5 Tips to Overcome Writer’s Block
Sitting in the studio for hours, scrolling through samples in the search for creativity – every producer finds himself in such a situation from time to time. We want to have a high output, get better by making a lot of tunes and maybe even have to work for clients, but creativity is not something you can force to happen. Until it is … A skill that all successful producers seem to have is to overcome those situations, called “writer’s block”, with innovative and simple techniques.
- Make use of technology!
We are producing electronic music, so it is only natural to let the machines do some talking. We can get inspired by the way plug-ins and hardware randomize or order notes and other stuff. Let’s take a look at some examples:
The ML-185 Sequencer (available for free on Max For Life) is great for randomizing MIDI notes. There are entire genres based on sequencers like this one, but it can help in whichever genre you’re working in, since the patterns it creates are a good starting point. There will be a certain sequence of notes or rhythm in the octave changes that inspires you – work with it! Change some of the other notes, leaves some away, record the MIDI and see where you can go! Scale helps to stay in key from the very beginning, but it can also be uplifting to work without scale and not think about the key for a while! Sequencing means fun!
This MIDI Chain is a simple tool to create arpeggiated and complex melodies out of single sustaining notes. Hold a simple chord or even random notes and the arpeggiator will turn them into various melodies, depending on your settings. Scale again helps to stay in Key, while Random is a great tool for adding a human touch to your melodies. Set up like this it will randomly change notes either an octave up or down.
Record the MIDI on a new track while you’re having fun with changing the settings – there will be something cool and inspiring for sure!
- Set up vibes before you start with the big stuff!
This one is simple! It is all about what you start with when working on a track. It can be extremely helpful to first set up some atmosphere and vibe with several layers like background pads, noise floors, some weak rhythmic plucks, vocal chops, and so on. The possibilities are endless and it’s relatively easy (especially when you are into designing your own sounds – it also works well with using presets though!), compared to the big challenge of finding this one perfect lead melody. The more layers of “vibe” you have, the more you know which feeling your track will have and it will be easier to find the exact right melody for it. Surprisingly, it is mostly a very simple melody and not as complex as you might think at first!
Presets and MIDI Files are your friends!
Don’t get me wrong on this: I am 100% pushing you to try sound designing your own stuff and writing your own melodies. But using presets or midi files can be really helpful if you don’t know where to go in the studio today.

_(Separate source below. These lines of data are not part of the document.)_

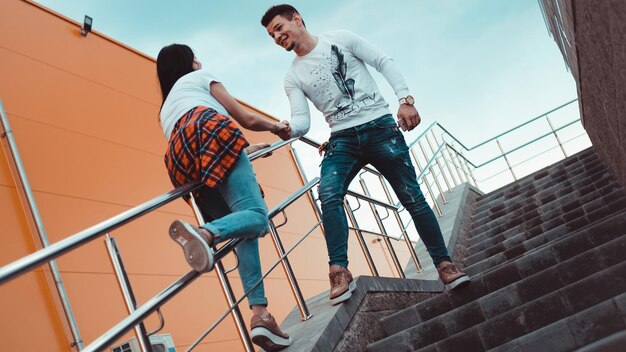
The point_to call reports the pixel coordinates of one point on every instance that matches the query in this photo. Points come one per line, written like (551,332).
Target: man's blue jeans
(237,210)
(380,143)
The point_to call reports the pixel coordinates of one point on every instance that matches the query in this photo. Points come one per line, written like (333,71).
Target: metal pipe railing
(35,216)
(507,131)
(72,242)
(127,292)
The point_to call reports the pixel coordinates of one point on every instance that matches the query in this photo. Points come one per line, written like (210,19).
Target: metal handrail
(514,149)
(33,260)
(37,221)
(72,242)
(157,301)
(506,132)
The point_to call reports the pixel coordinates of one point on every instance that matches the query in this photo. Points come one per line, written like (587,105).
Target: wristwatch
(408,100)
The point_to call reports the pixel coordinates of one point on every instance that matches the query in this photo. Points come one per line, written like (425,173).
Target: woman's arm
(245,118)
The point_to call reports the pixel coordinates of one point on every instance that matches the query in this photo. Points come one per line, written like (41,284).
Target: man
(330,71)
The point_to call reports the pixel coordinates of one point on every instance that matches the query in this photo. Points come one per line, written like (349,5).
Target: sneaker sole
(197,252)
(269,341)
(459,282)
(345,295)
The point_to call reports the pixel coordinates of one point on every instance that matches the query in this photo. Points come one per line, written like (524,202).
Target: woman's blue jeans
(380,143)
(237,210)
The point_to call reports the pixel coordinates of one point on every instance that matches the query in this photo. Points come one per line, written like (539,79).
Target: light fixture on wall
(86,26)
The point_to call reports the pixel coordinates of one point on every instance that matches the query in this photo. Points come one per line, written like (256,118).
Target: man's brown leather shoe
(341,284)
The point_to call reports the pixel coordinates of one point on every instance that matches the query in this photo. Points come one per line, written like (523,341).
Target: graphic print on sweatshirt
(335,85)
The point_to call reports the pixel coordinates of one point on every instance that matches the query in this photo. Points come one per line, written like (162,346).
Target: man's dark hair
(284,10)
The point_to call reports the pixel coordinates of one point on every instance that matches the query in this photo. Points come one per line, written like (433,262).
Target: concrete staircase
(547,258)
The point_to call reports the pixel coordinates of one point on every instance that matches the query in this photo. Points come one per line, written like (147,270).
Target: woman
(204,144)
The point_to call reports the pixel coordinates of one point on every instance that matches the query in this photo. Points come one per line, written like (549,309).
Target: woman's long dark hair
(173,62)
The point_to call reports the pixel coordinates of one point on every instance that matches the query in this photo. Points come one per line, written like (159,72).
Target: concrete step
(526,241)
(601,218)
(532,316)
(600,328)
(579,158)
(529,277)
(545,218)
(529,207)
(502,209)
(547,189)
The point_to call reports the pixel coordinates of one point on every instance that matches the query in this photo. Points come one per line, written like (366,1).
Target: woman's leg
(247,218)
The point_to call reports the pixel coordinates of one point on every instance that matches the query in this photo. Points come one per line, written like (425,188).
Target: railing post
(506,159)
(443,173)
(127,291)
(293,283)
(455,160)
(418,265)
(381,226)
(35,217)
(430,168)
(227,290)
(430,191)
(556,136)
(469,171)
(445,161)
(359,236)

Best way to work with them is making them work with a simple beat structure and then slowly playing around with the patch or notes until you think they have your unique character sound. This workflow itself will be so inspiring that you will have probably added a bassline and some pads without even noticing it.
- Start with simple patterns!
For this tip you need to know: The wheel has already been invented. And even though musicians all over the world manage to give it a new and creative spin again and again, they most likely use structures that have been used before. This can be your advantage too!

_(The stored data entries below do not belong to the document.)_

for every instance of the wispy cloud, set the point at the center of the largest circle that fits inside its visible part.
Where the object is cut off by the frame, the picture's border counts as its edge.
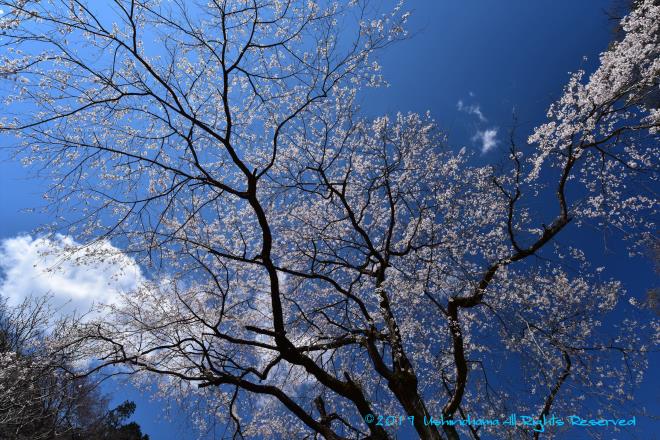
(75, 278)
(487, 138)
(471, 109)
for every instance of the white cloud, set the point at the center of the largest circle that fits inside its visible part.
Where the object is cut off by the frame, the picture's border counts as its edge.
(76, 278)
(487, 138)
(471, 109)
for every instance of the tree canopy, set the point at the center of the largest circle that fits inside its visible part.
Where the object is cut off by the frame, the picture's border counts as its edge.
(309, 267)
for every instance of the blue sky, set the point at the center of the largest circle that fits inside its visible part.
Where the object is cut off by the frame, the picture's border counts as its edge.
(470, 63)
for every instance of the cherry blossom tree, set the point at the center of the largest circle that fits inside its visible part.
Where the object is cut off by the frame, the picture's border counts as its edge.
(311, 269)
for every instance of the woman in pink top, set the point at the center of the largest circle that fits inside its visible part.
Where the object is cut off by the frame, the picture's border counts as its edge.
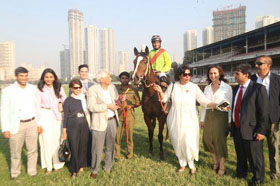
(48, 96)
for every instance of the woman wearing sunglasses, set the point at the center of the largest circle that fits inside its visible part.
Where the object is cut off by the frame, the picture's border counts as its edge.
(182, 120)
(49, 96)
(216, 122)
(75, 126)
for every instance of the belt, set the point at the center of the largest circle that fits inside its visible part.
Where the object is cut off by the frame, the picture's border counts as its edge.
(110, 118)
(27, 120)
(46, 108)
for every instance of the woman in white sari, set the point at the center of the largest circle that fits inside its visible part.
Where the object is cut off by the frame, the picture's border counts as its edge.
(182, 120)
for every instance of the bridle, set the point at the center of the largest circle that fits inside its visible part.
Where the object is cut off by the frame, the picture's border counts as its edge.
(144, 78)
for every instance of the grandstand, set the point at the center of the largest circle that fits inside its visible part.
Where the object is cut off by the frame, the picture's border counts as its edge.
(230, 52)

The rhythm used in the first picture is as simple as it can get and known from countless songs of any genre – based on the famous Tresillo rhythm – the foundation of Dance Hall, Reggaeton and more.
I then started to add several notes and tried out different pitches until I came up with a melodic motive that sounded interesting to me. The good thing about this method is, that you have something that works well from the very beginning and you’re always free to go back to it, when you feel like you went too far. Yet you can almost endlessly adjust the rhythm and pitch to create your own, unique melody.
- Don’t force yourself!
Even though I’ve talked about the skill of successful producers to kind of force creativity, they might even have a bigger skill: They know when to pause! It’s one of the biggest lessons you have to learn: Not every session in the studio is going to bring a new track. Or a good track. Sometimes you have to accept that today you are better off with just sorting your samples. Or play around for fun in a completely different genre. Or make some new presets for your library.
Sometimes, it’s even better to do nothing, go outside and come back with a fresh and inspired mind tomorrow!